Grain producers glad of a pathway forward
Grain Producers Australia Chairman Andrew Wiedemann welcomed the code but said finding enough workers to fill harvest vacancies was still a challenge.
“Sadly I don’t believe we [have] that covered at the moment,” Mr Wiedemann said.
Tens of thousands of workers will be needed across the country for the upcoming grain harvest which is just weeks away.
“We’re still getting calls from farmers looking to find workers.
“We’ve been working with companies like Qantas redeploying some of their people around Australia to try and help some of their staff that have been laid off.”
He said the new code was, however, an improvement over the previous arrangements.
Harvest contractors say 15-day delay ‘way too long’
The Australian Custom Harvesters Association said the code should be made available online immediately.
National President Rod Gribble said three weeks (15 business days) was ‘way too long’ given harvesting had already commenced in central Queensland.
He said workers outside the bubble areas were still being forced to fly to hotspot cities like Melbourne and Sydney and then quarantine for 14 days.
He said some contractors were unsure if their skilled staff could get to interstate locations to run harvesting equipment, so they were pulling out due to the uncertainty.
“Queensland is a basket case right now.”
Apple and stone fruit industry look ahead anxiously
Greg Mouat, a director of Batlow Apples on the NSW–Victorian border, said he was already experiencing issues with labour.
“Some of our workers are in Victoria and need to get back into NSW and recent border changes haven’t helped.”
The critical time for apple and cherry growers Greg will be in November–December when 2,000 to 3,000 pickers will be needed in his area, while another 3,000 to 5,000 will be needed in growing areas around Young and Orange.
He said the ability for seasonal workers to move freely was very important for growers.

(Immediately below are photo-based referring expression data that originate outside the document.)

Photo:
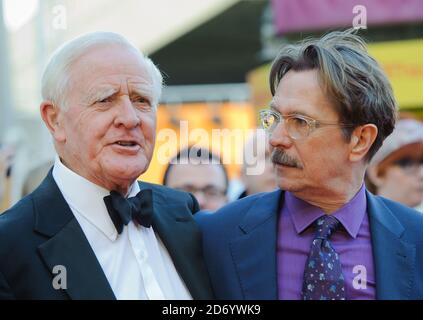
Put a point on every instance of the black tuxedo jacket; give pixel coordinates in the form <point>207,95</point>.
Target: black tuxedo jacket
<point>41,232</point>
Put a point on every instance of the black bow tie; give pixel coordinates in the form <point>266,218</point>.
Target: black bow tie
<point>123,210</point>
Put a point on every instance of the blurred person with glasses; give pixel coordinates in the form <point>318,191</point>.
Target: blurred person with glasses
<point>201,173</point>
<point>396,171</point>
<point>321,235</point>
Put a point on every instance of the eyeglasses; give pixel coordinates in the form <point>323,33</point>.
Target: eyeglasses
<point>409,165</point>
<point>208,191</point>
<point>297,126</point>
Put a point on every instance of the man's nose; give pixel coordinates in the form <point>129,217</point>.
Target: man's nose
<point>280,137</point>
<point>127,116</point>
<point>202,201</point>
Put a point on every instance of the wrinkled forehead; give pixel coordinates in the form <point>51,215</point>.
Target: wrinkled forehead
<point>110,59</point>
<point>301,92</point>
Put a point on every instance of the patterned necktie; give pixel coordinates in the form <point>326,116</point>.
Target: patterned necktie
<point>123,210</point>
<point>323,279</point>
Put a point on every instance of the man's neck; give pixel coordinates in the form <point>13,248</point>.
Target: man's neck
<point>332,199</point>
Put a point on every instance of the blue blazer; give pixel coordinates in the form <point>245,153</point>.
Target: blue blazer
<point>239,242</point>
<point>40,232</point>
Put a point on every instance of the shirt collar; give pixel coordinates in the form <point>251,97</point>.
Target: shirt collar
<point>87,198</point>
<point>350,215</point>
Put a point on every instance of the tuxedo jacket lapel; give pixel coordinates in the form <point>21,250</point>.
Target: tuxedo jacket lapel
<point>393,257</point>
<point>181,237</point>
<point>254,249</point>
<point>67,245</point>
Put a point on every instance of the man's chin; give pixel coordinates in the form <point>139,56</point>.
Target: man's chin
<point>125,170</point>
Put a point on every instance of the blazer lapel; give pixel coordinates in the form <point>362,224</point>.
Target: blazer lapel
<point>67,245</point>
<point>393,257</point>
<point>254,250</point>
<point>182,239</point>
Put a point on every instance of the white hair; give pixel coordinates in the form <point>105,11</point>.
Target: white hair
<point>56,75</point>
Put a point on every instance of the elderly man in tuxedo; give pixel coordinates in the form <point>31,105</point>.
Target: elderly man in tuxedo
<point>90,230</point>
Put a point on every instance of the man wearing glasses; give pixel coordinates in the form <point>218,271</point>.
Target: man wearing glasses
<point>321,235</point>
<point>200,172</point>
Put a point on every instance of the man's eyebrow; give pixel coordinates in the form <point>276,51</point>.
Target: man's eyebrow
<point>142,89</point>
<point>100,93</point>
<point>272,105</point>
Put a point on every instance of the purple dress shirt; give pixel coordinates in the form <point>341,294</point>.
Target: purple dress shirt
<point>352,242</point>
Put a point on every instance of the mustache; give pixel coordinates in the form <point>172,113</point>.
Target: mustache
<point>281,157</point>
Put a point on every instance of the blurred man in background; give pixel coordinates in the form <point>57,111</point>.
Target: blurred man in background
<point>201,173</point>
<point>264,180</point>
<point>396,171</point>
<point>5,170</point>
<point>322,235</point>
<point>90,230</point>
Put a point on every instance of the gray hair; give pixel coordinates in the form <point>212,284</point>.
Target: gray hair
<point>56,75</point>
<point>353,80</point>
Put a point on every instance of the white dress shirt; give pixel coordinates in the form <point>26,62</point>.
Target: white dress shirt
<point>135,262</point>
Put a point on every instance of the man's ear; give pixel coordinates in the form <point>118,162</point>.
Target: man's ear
<point>374,177</point>
<point>51,115</point>
<point>361,141</point>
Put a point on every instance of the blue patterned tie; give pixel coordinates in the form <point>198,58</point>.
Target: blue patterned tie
<point>323,279</point>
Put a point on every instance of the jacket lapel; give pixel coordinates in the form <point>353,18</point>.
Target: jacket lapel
<point>254,250</point>
<point>182,238</point>
<point>393,257</point>
<point>67,245</point>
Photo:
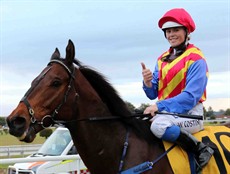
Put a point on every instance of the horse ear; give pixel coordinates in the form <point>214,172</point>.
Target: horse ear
<point>56,54</point>
<point>70,52</point>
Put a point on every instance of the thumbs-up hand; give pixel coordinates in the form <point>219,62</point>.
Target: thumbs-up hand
<point>147,75</point>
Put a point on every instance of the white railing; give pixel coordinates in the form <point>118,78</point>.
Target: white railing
<point>35,159</point>
<point>46,158</point>
<point>19,150</point>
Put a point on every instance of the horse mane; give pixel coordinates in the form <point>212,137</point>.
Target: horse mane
<point>116,105</point>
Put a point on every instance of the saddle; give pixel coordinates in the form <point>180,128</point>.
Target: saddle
<point>218,138</point>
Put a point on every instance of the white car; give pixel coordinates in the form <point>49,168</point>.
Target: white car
<point>58,144</point>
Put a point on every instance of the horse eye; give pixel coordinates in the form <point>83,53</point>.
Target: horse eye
<point>56,83</point>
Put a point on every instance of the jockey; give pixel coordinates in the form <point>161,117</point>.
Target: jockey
<point>179,81</point>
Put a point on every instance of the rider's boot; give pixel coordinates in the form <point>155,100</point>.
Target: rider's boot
<point>190,143</point>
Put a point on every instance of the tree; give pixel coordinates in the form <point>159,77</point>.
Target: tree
<point>227,112</point>
<point>2,121</point>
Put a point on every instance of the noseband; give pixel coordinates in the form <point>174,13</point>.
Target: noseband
<point>50,118</point>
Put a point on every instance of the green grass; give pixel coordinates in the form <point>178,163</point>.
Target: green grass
<point>9,140</point>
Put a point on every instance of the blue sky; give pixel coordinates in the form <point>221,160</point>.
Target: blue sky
<point>111,36</point>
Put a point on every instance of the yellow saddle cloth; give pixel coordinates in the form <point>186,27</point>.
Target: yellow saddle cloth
<point>218,138</point>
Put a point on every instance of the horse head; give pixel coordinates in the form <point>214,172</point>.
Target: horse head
<point>48,99</point>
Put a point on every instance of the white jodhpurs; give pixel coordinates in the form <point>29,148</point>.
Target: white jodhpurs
<point>161,122</point>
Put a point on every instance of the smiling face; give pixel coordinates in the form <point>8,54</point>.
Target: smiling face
<point>175,36</point>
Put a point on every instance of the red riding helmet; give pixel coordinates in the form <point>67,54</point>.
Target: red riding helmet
<point>177,17</point>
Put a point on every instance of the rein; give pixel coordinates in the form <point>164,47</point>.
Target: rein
<point>56,110</point>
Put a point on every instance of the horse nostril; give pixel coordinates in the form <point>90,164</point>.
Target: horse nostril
<point>17,122</point>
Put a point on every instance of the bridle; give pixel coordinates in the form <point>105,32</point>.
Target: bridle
<point>51,118</point>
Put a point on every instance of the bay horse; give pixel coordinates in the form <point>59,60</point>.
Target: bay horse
<point>108,139</point>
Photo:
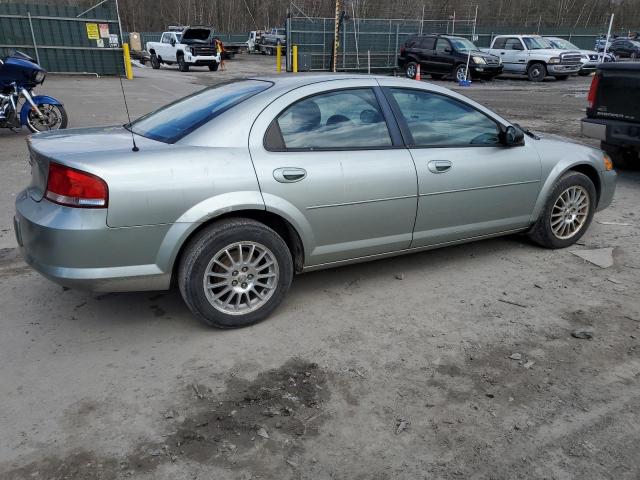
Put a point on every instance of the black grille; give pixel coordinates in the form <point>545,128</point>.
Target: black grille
<point>204,51</point>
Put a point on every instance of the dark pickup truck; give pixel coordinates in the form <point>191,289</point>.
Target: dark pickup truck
<point>613,111</point>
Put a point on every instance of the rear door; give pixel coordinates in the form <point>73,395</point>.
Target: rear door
<point>469,184</point>
<point>328,161</point>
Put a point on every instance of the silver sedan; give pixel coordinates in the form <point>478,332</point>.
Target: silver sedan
<point>232,190</point>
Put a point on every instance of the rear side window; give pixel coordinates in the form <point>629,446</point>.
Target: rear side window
<point>176,120</point>
<point>339,119</point>
<point>428,43</point>
<point>439,121</point>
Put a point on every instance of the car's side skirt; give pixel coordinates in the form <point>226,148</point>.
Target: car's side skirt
<point>406,251</point>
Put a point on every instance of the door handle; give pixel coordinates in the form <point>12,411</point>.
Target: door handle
<point>289,174</point>
<point>439,166</point>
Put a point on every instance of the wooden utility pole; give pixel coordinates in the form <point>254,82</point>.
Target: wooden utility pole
<point>336,37</point>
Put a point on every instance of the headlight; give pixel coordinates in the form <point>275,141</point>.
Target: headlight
<point>39,76</point>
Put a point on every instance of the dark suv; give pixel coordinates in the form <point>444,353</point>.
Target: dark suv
<point>441,55</point>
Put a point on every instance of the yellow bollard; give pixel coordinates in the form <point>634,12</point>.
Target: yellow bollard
<point>127,61</point>
<point>294,61</point>
<point>279,58</point>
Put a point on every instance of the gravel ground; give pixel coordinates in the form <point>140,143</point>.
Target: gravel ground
<point>465,367</point>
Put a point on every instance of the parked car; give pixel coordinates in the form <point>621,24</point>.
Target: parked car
<point>625,48</point>
<point>187,47</point>
<point>613,115</point>
<point>446,55</point>
<point>590,58</point>
<point>237,187</point>
<point>535,57</point>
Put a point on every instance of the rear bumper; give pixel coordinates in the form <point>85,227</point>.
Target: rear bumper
<point>623,134</point>
<point>608,181</point>
<point>75,248</point>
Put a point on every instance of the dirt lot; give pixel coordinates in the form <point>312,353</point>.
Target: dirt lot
<point>463,368</point>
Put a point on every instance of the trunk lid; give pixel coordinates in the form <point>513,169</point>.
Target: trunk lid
<point>65,146</point>
<point>618,93</point>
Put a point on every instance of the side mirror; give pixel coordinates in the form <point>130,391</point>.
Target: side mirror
<point>512,136</point>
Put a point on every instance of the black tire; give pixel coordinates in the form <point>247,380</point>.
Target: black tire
<point>32,119</point>
<point>542,232</point>
<point>410,70</point>
<point>536,72</point>
<point>459,73</point>
<point>182,65</point>
<point>155,62</point>
<point>201,251</point>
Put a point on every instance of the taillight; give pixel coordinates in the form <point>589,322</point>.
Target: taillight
<point>74,188</point>
<point>591,98</point>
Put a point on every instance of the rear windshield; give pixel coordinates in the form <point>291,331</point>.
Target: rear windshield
<point>178,119</point>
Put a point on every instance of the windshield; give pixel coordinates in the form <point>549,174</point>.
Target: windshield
<point>463,45</point>
<point>172,122</point>
<point>536,43</point>
<point>562,44</point>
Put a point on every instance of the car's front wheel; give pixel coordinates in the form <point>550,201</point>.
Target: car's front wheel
<point>567,213</point>
<point>235,273</point>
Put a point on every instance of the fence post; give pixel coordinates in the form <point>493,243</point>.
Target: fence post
<point>33,38</point>
<point>279,58</point>
<point>127,61</point>
<point>294,61</point>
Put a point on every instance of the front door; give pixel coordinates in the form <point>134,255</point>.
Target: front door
<point>470,185</point>
<point>327,160</point>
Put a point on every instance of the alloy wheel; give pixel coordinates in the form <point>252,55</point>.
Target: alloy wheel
<point>570,212</point>
<point>241,278</point>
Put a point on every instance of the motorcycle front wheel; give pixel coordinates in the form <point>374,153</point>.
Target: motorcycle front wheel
<point>54,117</point>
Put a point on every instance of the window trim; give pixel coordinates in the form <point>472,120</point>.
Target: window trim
<point>406,131</point>
<point>388,116</point>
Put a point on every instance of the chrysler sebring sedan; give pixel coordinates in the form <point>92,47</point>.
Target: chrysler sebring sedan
<point>234,189</point>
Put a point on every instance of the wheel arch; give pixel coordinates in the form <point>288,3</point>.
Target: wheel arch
<point>276,222</point>
<point>581,167</point>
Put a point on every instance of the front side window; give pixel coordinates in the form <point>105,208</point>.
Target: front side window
<point>535,43</point>
<point>513,44</point>
<point>442,45</point>
<point>176,120</point>
<point>436,120</point>
<point>335,120</point>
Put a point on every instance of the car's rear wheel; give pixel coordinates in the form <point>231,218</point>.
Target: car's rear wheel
<point>235,273</point>
<point>567,213</point>
<point>182,65</point>
<point>536,72</point>
<point>411,70</point>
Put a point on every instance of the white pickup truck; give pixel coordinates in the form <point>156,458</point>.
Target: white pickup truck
<point>186,47</point>
<point>534,56</point>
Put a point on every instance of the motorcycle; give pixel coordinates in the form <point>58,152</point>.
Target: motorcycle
<point>19,75</point>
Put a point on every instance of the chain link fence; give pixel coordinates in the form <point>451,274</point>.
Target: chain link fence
<point>61,40</point>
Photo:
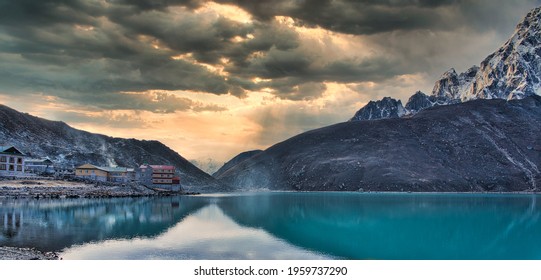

Getting Australians to work on farm
Sydney fresh food exporter Matthew Watt is concerned about the labour shortage as his business relies on the supply of fresh product from around Australia.
He said his suppliers were finding it difficult.
He warned there were huge crops that would have to be harvested in just a few weeks time and with 60,000 fewer backpackers in the country that was a huge challenge.
The Federal Government is hoping Australians will fill the gap left by backpackers and Pacific Workers, but apple grower Greg Mouat said they were not reliable.
Instead he will be depending on contract labour and a team of Nepalese workers on foreign or student visas.
“They work hard and are generally saving money to send home to family.”
Despite the problems NFF president Fiona Simson said there was some hope.
A pilot scheme is bringing in workers from Vanuatu to Darwin for the first time in months, and the NFF is looking at ways to encourage young Australians to earn cash working on farms.
“We’re approaching the Government to see if there are some incentives they can put in place to encourage young people can take a gap year in the bush.
She said the NFF had a website called Farmhub listing seasonal work.